Often, they do this through similes and metaphors, and one great vehicle for metaphors is poker. Poker
has acted as a metaphor for life in many instances, from film to music and even literature. The universal
appeal of poker lends itself to a rock song; it’s pointless using a game 99% of people don’t understand.
Of course, there are instances where the song does not use poker as a metaphor for life but takes the game literally and tells a poker story. These songs are rarer, but they’re out there, hiding as filler on your
favorite albums or sitting on the B-side of an old single.
To help you understand the use of poker in rock, we’ve brought together five songs with poker themes.
All are different in how they use poker, but all are enjoyable.
Ace of Spades – Motörhead
“NME ranks the Ace of Spades as one of the top 500 songs of all time, and in 2019 it was named the definitive poker-themed song by online provider Poker Stars. It is a song laden with poker-themed lyrics, including ‘push up the ante’, ‘the dead man’s hand’ and ‘I know you got to see me’, which makes it perhaps the most recognisable poker-themed rock song of all time.”
Aces and Eights – Uncle Kracker
“Ace of Spades mentions the dead man’s hand, and Twisted Brown Trucker band member Uncle Kracker goes one further. He was part of the Kid Rock stable of the late nineties who pursued a solo career, and on his first album, Double Wide, he sang about aces and eights.

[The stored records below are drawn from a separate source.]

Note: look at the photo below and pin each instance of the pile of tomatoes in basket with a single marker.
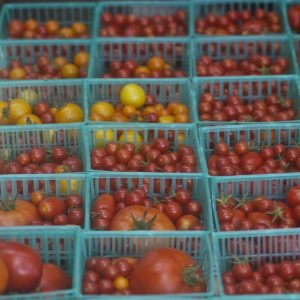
(137, 106)
(136, 210)
(154, 67)
(160, 271)
(32, 29)
(259, 212)
(132, 25)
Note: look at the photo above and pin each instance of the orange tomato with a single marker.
(52, 27)
(66, 33)
(69, 71)
(119, 117)
(29, 119)
(17, 73)
(81, 59)
(180, 110)
(181, 118)
(104, 109)
(156, 63)
(79, 28)
(3, 277)
(149, 110)
(129, 111)
(97, 118)
(166, 119)
(141, 69)
(60, 61)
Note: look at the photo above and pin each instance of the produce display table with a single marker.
(150, 149)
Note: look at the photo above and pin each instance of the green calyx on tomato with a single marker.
(142, 224)
(192, 276)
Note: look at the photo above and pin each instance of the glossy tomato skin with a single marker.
(24, 266)
(161, 272)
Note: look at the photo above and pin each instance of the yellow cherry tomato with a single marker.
(132, 94)
(104, 109)
(69, 113)
(104, 136)
(131, 137)
(29, 119)
(166, 119)
(4, 113)
(121, 283)
(18, 108)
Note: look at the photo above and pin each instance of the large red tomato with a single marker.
(137, 217)
(54, 279)
(293, 196)
(166, 271)
(24, 266)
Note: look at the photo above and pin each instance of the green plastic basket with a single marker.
(162, 89)
(201, 8)
(237, 47)
(59, 185)
(59, 246)
(55, 92)
(175, 51)
(249, 89)
(141, 8)
(27, 52)
(147, 134)
(16, 139)
(65, 13)
(257, 247)
(136, 244)
(270, 186)
(258, 134)
(198, 186)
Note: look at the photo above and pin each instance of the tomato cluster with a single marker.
(244, 161)
(245, 22)
(32, 29)
(38, 161)
(154, 157)
(161, 271)
(137, 106)
(259, 212)
(233, 108)
(131, 25)
(254, 65)
(22, 271)
(154, 67)
(269, 278)
(45, 68)
(136, 210)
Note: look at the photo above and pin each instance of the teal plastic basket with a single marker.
(143, 131)
(60, 185)
(59, 245)
(270, 186)
(175, 51)
(55, 92)
(137, 244)
(64, 13)
(257, 247)
(237, 47)
(249, 89)
(16, 139)
(201, 8)
(27, 52)
(162, 89)
(198, 186)
(141, 8)
(259, 134)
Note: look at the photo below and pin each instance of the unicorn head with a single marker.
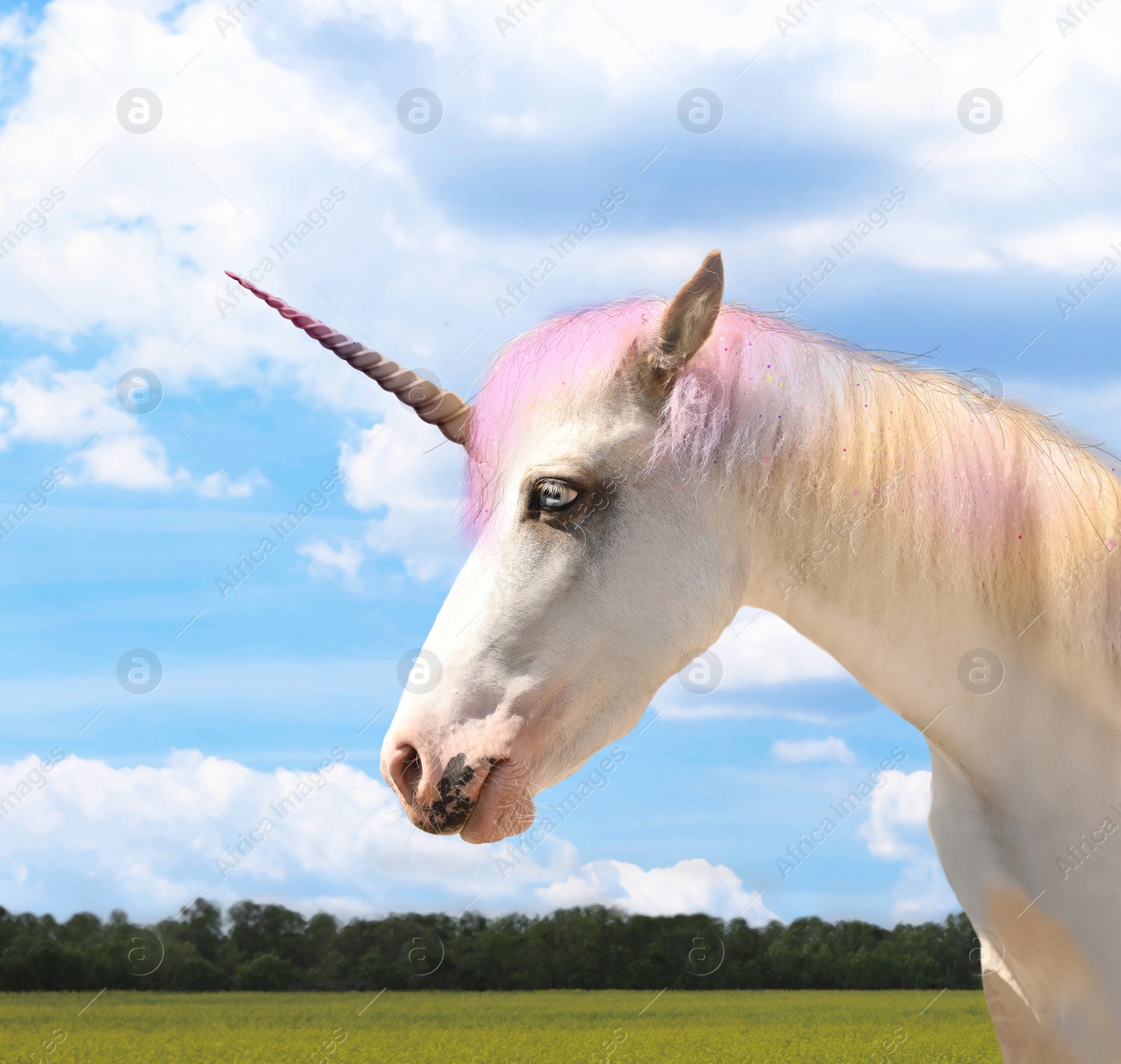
(556, 633)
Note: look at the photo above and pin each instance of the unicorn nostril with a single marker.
(406, 769)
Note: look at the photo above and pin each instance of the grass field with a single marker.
(542, 1027)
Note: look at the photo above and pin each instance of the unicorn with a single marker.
(637, 472)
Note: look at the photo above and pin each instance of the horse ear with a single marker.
(691, 317)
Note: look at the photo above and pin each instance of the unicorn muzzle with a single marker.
(481, 797)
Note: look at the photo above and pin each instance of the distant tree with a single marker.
(273, 948)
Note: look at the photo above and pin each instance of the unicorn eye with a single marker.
(554, 495)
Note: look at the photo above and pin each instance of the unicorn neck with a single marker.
(960, 565)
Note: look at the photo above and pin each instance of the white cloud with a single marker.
(219, 485)
(816, 750)
(758, 649)
(345, 560)
(149, 839)
(401, 469)
(691, 886)
(896, 831)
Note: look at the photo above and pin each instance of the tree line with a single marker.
(272, 948)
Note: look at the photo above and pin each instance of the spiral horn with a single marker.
(444, 410)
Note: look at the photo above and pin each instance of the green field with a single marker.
(537, 1027)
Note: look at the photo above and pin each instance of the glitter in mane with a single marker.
(916, 468)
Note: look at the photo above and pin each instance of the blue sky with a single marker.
(263, 120)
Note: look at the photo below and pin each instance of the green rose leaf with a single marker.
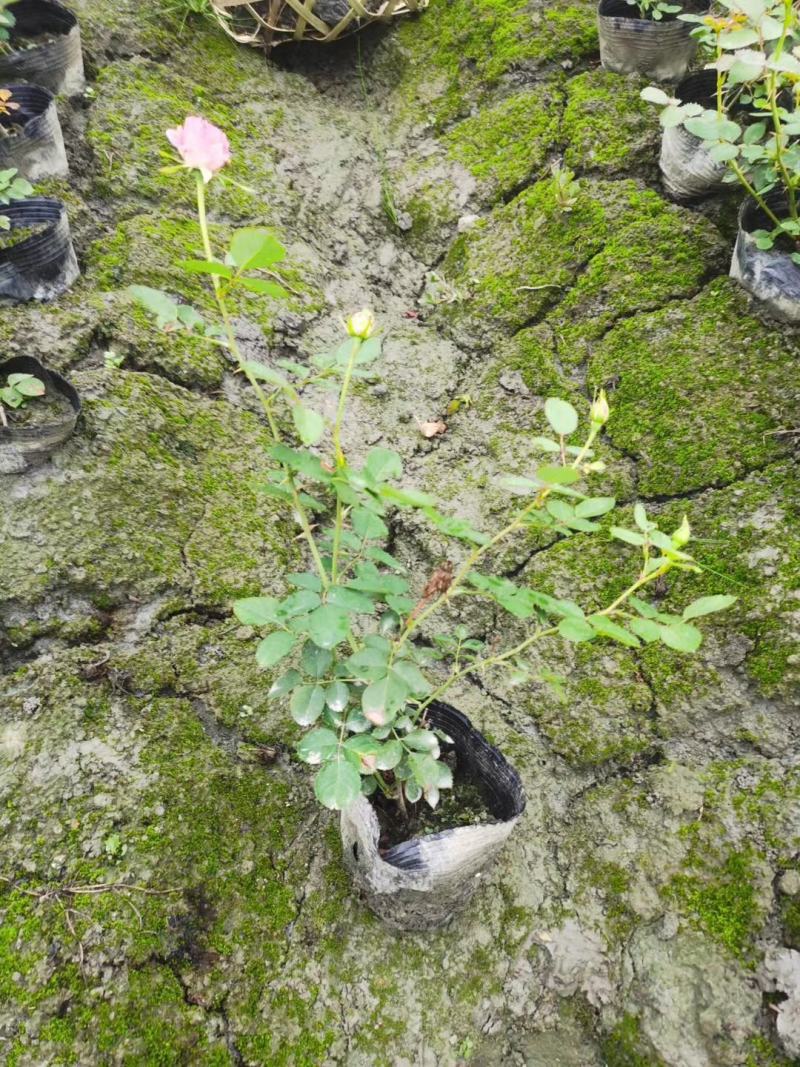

Aces and eights are the dead man’s hand, the final poker hand Will Bill Hickok held as he was gunned down in Deadwood, Dakota, in 1876. The song is all about luck, with the aces and eights referencing the luck Hickok had; his hand couldn’t save him from his fate.”
The Card Cheat – The Clash
“Hidden away on London Calling, ranked right here as the best album by punk band The Clash is a song
called The Card Cheat. The album takes a card game, presumed to be poker, that ends in death for a
cheating player. It fitted with the album’s themes championing the downtrodden and down-no-their-luck characters and was partly inspired by the poetry of Sylvia Plath. It is one of the (many) hidden gems on London Calling, a timeless album that every young musician should be forced to listen to.”
The Jack – ACDC
“The Jack is a classic example of using poker as a metaphor for something else. The lyrics feel poker-inspired, ‘she was holding a pair’, ‘she said she’d never had a full house’, and ‘poker face was her nature’. It feels like a poker song, but it isn’t. It’s actually a song about a lady of ill-repute the band encountered in the early seventies. They’ve rarely tried to hide the double meaning either, and for many, the poker references are now lost in the song’s real meaning.”
Deuces Are Wild – Aerosmith
“Deuces Are Wild is a love song, pure and simple. At the rawest level, the saying deuces are wild is a poker term; it usually means a two (deuce) in a poker game can mean anything; if you have three jacks and a two, technically, you’d have four-of-a-kind. Stephen Tyler is signing about the girl being full of surprises; in other words, whilst she appears to be doing one thing, she can do another. That is the appeal of deuces being wild in poker; a card looks like a two, but you don’t know what your opponent will designate it as.”